La francophilie tchèque génératrice d’une tchécophilie en France
Les Tchèques aiment-ils la France ? La francophilie tchèque est un phénomène évident qui a joué un rôle dans l’histoire tchèque mais dont les nombreux aspects échappaient à l’attention des historiens. Cette lacune est aujourd’hui comblée grâce à Stéphane Reznikow et à son livre «Francophilie et identité tchèque » paru d’abord aux éditions Honoré Champion et traduit aujourd’hui en tchèque par Alena Lhotová. La traduction est parue aux éditions Karolinum et son auteur est venu à cette occasion pour la présenter aux lecteurs tchèques.
«En octobre 1990, je venais d’arriver à Prague et j’ai travaillé à l’Institut français après les années noires. Et un nombre incroyable de personnes âgées, de vieux francophiles, de gens qui n’étaient plus allés à l’Institut depuis des années, sont venus pour la réouverture de l’Institut. Et parfois ils venaient avec une très grande émotion, avec les larmes aux yeux. (…) J’étais historien de formation et j’ai trouvé dans les caves de l’Institut des archives de l’Alliance française, ce qui me permettait de créer un lien entre cette francophilie que je voyais et les archives. D’où l’idée d’écrire cette thèse qui a été publiée et qui est maintenant traduite en tchèque.»

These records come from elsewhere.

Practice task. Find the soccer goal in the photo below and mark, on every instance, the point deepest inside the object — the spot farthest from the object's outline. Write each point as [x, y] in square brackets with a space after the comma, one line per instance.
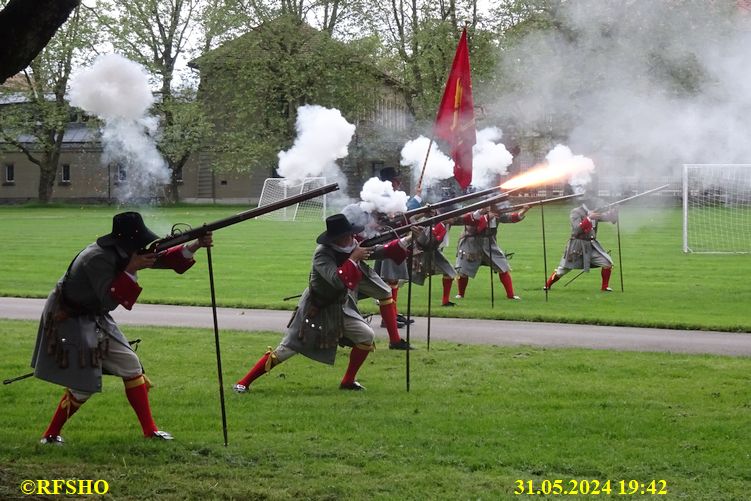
[279, 188]
[717, 208]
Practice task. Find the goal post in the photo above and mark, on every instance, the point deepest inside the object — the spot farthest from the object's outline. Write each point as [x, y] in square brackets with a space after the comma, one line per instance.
[717, 208]
[279, 188]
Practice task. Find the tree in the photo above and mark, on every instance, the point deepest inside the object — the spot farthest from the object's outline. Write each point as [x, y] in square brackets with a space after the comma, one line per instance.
[254, 85]
[26, 26]
[37, 125]
[420, 37]
[157, 34]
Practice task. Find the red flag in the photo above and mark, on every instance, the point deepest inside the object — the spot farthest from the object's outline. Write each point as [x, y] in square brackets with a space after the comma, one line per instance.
[455, 122]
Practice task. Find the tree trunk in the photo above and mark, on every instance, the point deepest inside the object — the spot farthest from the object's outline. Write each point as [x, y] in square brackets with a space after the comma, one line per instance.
[26, 26]
[47, 176]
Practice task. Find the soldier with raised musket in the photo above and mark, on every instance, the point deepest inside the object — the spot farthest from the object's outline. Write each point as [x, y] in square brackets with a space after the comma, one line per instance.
[478, 246]
[327, 314]
[583, 251]
[78, 340]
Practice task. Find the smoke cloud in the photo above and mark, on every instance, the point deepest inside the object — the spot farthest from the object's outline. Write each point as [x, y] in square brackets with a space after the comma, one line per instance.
[117, 90]
[439, 166]
[323, 137]
[641, 87]
[380, 196]
[490, 158]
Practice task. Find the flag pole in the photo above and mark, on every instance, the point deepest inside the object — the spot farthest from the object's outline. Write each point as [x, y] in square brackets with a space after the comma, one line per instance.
[430, 258]
[418, 188]
[544, 251]
[620, 262]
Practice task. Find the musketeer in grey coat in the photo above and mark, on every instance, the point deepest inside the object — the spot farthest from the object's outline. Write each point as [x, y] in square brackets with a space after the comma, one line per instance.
[78, 340]
[583, 251]
[327, 314]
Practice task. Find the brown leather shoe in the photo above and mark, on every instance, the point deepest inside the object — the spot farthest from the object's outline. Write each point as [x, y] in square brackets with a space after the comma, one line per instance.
[52, 439]
[354, 386]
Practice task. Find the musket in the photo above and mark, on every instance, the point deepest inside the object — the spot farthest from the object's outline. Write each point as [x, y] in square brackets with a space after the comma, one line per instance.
[456, 200]
[181, 237]
[627, 199]
[402, 230]
[512, 208]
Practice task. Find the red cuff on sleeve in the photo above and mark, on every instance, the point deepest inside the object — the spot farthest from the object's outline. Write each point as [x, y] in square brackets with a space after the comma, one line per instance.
[173, 259]
[349, 273]
[439, 231]
[483, 223]
[124, 290]
[395, 252]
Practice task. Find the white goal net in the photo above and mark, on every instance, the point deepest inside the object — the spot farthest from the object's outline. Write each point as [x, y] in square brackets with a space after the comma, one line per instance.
[279, 188]
[717, 208]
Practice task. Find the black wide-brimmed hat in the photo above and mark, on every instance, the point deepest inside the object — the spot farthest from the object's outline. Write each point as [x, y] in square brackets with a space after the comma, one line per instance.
[336, 227]
[128, 232]
[388, 174]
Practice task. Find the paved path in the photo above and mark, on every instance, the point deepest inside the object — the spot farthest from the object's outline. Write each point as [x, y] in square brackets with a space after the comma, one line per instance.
[497, 332]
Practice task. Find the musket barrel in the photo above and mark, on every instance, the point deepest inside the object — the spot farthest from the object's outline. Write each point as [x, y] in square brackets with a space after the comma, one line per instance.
[539, 202]
[460, 198]
[432, 220]
[181, 238]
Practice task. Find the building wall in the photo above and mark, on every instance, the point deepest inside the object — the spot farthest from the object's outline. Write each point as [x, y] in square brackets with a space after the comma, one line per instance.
[89, 180]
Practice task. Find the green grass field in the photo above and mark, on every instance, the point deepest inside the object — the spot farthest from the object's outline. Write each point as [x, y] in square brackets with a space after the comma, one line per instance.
[257, 263]
[478, 419]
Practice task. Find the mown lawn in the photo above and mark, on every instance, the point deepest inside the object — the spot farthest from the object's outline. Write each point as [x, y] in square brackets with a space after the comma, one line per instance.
[477, 420]
[259, 262]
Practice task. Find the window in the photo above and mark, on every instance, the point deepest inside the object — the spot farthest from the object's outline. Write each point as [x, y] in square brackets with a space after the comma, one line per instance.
[65, 174]
[10, 174]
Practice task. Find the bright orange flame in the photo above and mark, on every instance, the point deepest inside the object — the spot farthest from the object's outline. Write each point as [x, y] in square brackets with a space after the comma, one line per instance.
[547, 172]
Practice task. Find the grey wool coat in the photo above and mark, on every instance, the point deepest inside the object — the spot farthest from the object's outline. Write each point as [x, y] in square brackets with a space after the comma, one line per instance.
[583, 244]
[477, 248]
[429, 260]
[75, 330]
[316, 326]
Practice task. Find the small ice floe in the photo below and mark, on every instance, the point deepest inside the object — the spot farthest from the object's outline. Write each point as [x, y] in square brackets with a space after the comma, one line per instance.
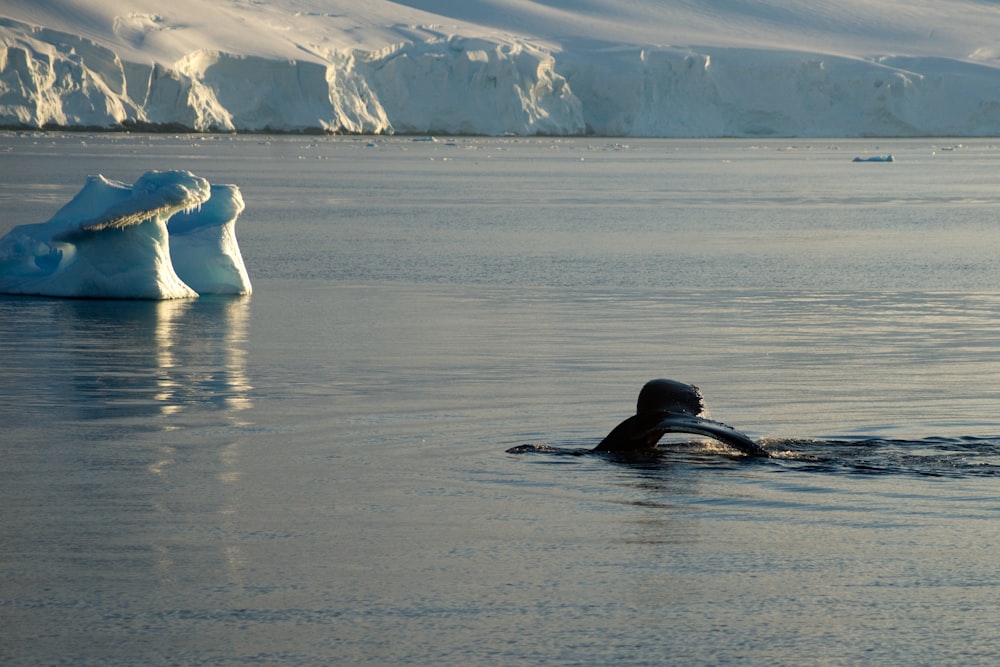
[874, 158]
[170, 235]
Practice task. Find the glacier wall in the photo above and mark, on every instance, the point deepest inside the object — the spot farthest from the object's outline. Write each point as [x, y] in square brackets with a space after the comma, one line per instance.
[459, 85]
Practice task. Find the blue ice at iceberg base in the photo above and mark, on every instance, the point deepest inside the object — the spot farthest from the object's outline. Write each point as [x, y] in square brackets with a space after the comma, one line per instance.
[170, 235]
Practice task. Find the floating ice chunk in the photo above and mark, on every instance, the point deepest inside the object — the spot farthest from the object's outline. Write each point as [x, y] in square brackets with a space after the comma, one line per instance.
[112, 241]
[203, 244]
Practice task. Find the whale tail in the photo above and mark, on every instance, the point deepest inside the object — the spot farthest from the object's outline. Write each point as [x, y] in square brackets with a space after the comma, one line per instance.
[668, 406]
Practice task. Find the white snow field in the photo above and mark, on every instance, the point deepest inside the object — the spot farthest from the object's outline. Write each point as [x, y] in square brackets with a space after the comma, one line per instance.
[681, 68]
[171, 235]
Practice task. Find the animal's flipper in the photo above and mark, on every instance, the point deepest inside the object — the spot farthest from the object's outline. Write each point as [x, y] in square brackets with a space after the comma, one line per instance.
[643, 431]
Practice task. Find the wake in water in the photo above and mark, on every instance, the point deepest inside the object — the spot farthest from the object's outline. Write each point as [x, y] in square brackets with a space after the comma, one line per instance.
[932, 456]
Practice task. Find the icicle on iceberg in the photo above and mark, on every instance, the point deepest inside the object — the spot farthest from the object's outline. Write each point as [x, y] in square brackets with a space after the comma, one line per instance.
[121, 241]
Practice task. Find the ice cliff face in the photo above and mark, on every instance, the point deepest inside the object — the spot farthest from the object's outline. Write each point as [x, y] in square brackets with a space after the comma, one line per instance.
[466, 85]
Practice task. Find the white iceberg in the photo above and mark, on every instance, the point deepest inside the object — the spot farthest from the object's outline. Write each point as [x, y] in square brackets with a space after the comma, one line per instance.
[203, 246]
[120, 241]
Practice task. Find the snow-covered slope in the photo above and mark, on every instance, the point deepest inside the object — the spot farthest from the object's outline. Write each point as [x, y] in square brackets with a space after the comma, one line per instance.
[612, 67]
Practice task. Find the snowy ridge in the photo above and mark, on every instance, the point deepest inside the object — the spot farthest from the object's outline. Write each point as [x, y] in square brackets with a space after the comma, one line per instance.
[505, 66]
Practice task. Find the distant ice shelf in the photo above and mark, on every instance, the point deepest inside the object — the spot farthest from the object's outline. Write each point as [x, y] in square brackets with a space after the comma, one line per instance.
[462, 79]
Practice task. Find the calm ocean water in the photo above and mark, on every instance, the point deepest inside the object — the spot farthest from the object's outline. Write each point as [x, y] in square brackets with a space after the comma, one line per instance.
[317, 474]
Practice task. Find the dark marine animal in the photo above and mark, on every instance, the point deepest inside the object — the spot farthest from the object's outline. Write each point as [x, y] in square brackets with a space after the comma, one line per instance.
[665, 406]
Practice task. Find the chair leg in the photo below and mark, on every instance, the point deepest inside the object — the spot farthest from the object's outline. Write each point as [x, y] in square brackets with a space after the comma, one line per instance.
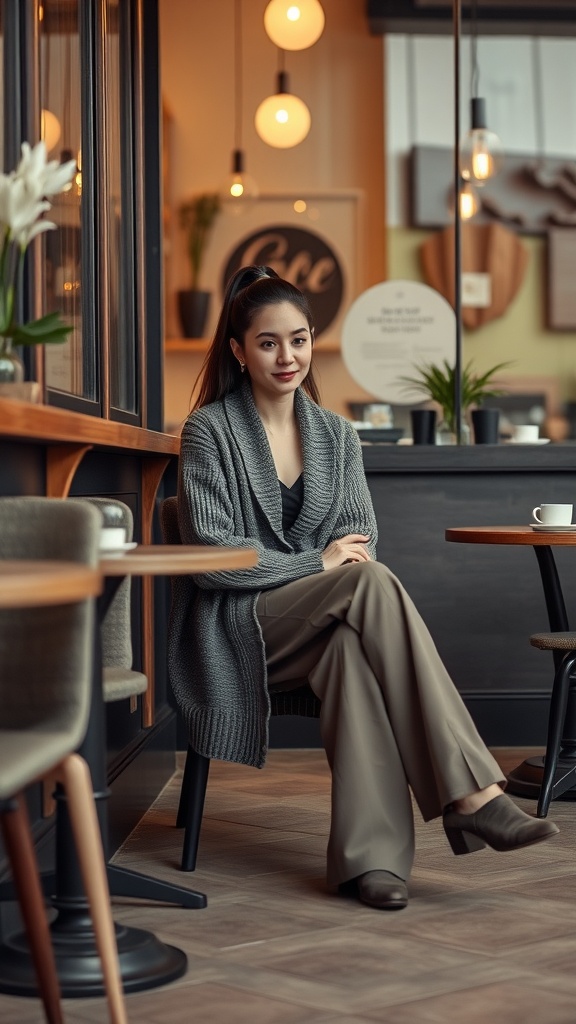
[19, 848]
[184, 790]
[559, 704]
[192, 805]
[75, 776]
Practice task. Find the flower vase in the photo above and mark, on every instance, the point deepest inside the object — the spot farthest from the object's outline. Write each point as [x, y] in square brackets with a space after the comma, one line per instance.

Votre livre couvre la période entre 1848 et 1914. Pourquoi avez-vous choisi justement cette période ?
«Parce qu’il n’y avait, historiquement, presque rien sur cette période. Les relations franco-tchèques sont plus étudiées depuis la Première Guerre mondiale. Tout le monde sait que la France et la Tchécoslovaquie étaient alliées pendant la Première Guerre mondiale. Tout le monde sait ce qui s’est passé à Munich en 1938. On sait mais on oublie que l’an 1948 a représenté une coupure importante dans les relations franco-tchèques. Mais la période d’avant 1914 était vraiment la plus méconnue. (…) Le sujet n’a quasiment pas été traité sinon par les travaux de Pavla Horská mais qui ne portait pas sur l’ensemble de la période.»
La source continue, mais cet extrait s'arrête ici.